«Le conflit ukrainien et ses répercussions sur l’Europe et les Etas Unis»

par William Scott Ritter, USA*

C’est un honneur et un privilège pour moi de pouvoir m’adresser à vous aujourd’hui. Le stratège militaire prussien Clausewitz a dit: «La guerre est une extension de la politique par d’autres moyens.» La raison pour laquelle je mentionne cette citation est que lorsque nous abordons la question du conflit en cours en Ukraine, je pense que nous devrions comprendre qu’il s’agit là de bien plus qu’un simple conflit militaire. Cela va bien au-delà du simple affrontement entre l’armée russe et l’armée ukrainienne.

De l’issue de cette guerre, de ces combats, dépendent les répercussions de ce conflit pour l’Europe et les Etats-Unis. Permettez-moi d’aller droit au but. La Russie est en train de gagner et la Russie va remporter le conflit militaire – et il n’y a rien que l’OTAN ou les Etats-Unis puissent faire pour empêcher cette évolution. Ils peuvent ralentir le processus; ils peuvent en alourdir le prix à payer en vies humaines pour l’Ukraine et la Russie, mais ils n’en changeront pas le résultat. Et je pense que l’Occident commence à prendre conscience de cette réalité. Récemment, l’ambassadeur français aux Nations unies a déclaré qu’il était irréaliste de penser que l’Ukraine pourrait libérer le Donbass et la Crimée. Un nombre croissant de responsables politiques occidentaux prennent conscience du coût que ce conflit fait peser sur l’Europe, sur les Etats-Unis, sur le monde entier. Et ils reconnaissent que son issue ne sera pas celle qu’ils avaient espérée.

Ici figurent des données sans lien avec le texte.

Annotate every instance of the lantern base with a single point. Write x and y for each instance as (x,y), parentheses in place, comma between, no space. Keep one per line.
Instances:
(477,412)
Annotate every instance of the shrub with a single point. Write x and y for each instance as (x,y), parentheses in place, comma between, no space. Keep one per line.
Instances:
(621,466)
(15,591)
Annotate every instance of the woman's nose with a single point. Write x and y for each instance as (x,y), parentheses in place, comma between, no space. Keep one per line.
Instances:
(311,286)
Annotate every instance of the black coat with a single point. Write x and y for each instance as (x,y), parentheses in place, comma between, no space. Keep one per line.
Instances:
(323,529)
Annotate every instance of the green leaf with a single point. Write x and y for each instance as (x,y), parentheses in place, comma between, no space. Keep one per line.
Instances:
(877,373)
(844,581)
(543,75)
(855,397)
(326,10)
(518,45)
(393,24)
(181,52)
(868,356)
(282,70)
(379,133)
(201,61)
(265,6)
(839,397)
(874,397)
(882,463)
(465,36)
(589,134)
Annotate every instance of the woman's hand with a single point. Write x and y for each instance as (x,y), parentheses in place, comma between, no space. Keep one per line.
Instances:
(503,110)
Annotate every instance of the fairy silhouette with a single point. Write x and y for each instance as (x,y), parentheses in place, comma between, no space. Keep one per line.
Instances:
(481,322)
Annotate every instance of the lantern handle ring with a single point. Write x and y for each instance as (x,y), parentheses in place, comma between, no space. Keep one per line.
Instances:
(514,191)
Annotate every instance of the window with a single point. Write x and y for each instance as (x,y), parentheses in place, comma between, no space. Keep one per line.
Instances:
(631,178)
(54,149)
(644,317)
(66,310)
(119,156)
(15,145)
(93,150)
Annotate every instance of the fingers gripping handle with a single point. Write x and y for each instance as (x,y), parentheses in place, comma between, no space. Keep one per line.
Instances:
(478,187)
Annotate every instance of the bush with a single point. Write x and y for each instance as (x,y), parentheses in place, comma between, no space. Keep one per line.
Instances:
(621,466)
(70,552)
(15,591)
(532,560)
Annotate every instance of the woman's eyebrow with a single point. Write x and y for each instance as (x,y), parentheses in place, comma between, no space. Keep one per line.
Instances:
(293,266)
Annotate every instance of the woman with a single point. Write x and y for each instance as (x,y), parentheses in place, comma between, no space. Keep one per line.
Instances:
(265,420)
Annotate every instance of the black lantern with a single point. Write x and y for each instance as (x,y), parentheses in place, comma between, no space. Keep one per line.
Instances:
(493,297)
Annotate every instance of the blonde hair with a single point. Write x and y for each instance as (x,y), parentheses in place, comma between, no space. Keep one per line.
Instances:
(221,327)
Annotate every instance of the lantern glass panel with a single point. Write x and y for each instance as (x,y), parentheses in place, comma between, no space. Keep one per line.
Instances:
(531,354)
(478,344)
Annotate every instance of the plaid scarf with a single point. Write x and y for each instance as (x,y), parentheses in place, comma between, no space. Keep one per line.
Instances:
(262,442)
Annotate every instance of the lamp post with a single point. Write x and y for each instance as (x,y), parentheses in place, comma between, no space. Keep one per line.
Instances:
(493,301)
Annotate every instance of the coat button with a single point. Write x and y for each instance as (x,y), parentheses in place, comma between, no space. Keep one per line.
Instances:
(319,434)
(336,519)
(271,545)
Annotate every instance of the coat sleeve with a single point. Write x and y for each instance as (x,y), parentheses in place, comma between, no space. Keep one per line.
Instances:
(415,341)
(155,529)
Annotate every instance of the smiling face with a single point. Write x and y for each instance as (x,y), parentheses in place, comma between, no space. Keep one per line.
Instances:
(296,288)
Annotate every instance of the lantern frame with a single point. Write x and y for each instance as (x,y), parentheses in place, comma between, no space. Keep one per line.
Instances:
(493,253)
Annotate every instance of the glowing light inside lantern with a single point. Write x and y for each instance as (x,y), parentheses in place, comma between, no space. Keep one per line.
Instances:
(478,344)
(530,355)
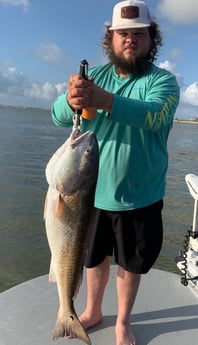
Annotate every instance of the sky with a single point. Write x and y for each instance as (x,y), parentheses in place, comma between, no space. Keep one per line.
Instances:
(43,42)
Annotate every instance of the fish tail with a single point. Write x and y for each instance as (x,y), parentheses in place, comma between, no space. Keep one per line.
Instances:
(70,327)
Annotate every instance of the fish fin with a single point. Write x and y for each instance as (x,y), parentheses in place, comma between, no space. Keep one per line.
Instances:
(70,327)
(52,276)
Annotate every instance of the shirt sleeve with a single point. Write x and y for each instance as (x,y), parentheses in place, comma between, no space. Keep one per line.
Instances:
(152,113)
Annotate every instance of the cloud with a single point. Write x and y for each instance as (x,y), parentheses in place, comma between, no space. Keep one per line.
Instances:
(50,52)
(169,66)
(176,53)
(18,89)
(190,94)
(24,3)
(185,12)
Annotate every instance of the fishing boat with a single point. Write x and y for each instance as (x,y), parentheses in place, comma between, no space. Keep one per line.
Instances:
(187,261)
(165,311)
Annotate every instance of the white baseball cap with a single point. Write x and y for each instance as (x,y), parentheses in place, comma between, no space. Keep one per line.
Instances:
(130,14)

Les Etats-Unis et l’OTAN ne pensaient pas
que le conflit prendrait cette tournure

Pour commencer, je ne crois pas que les Etats-Unis, l’OTAN ou l’Ukraine aient imaginé que ce conflit évoluerait comme il l’a fait. Je crois que l’OTAN, l’Europe et l’Ukraine se préparaient depuis 2015 à un conflit décisif dans le Donbass, où les effectifs militaires ukrainiens mis en place par l’OTAN, entraînés, équipés, seraient en mesure de lancer une attaque décisive capable de venir à bout des milices de Donetsk et de Lougansk ainsi que de toutes les autres forces que la Russie pourrait mettre en place pour régler le problème. Dans la perspective d’un conflit plus étendu, je pense que les Etats-Uniset l’Europe étaient fermement convaincus que la menace de sanctions économiques et la réalité de ces sanctions dissuaderaient la Russie de s’en prendre à l’Ukraine au sujet du Donbass ou, si la Russie décidait de le faire, entraîneraient l’effondrement rapide de l’économie russe, de graves conséquences politiques pour les dirigeants russes et une défaite rapide et définitive de l’armée russe en Ukraine.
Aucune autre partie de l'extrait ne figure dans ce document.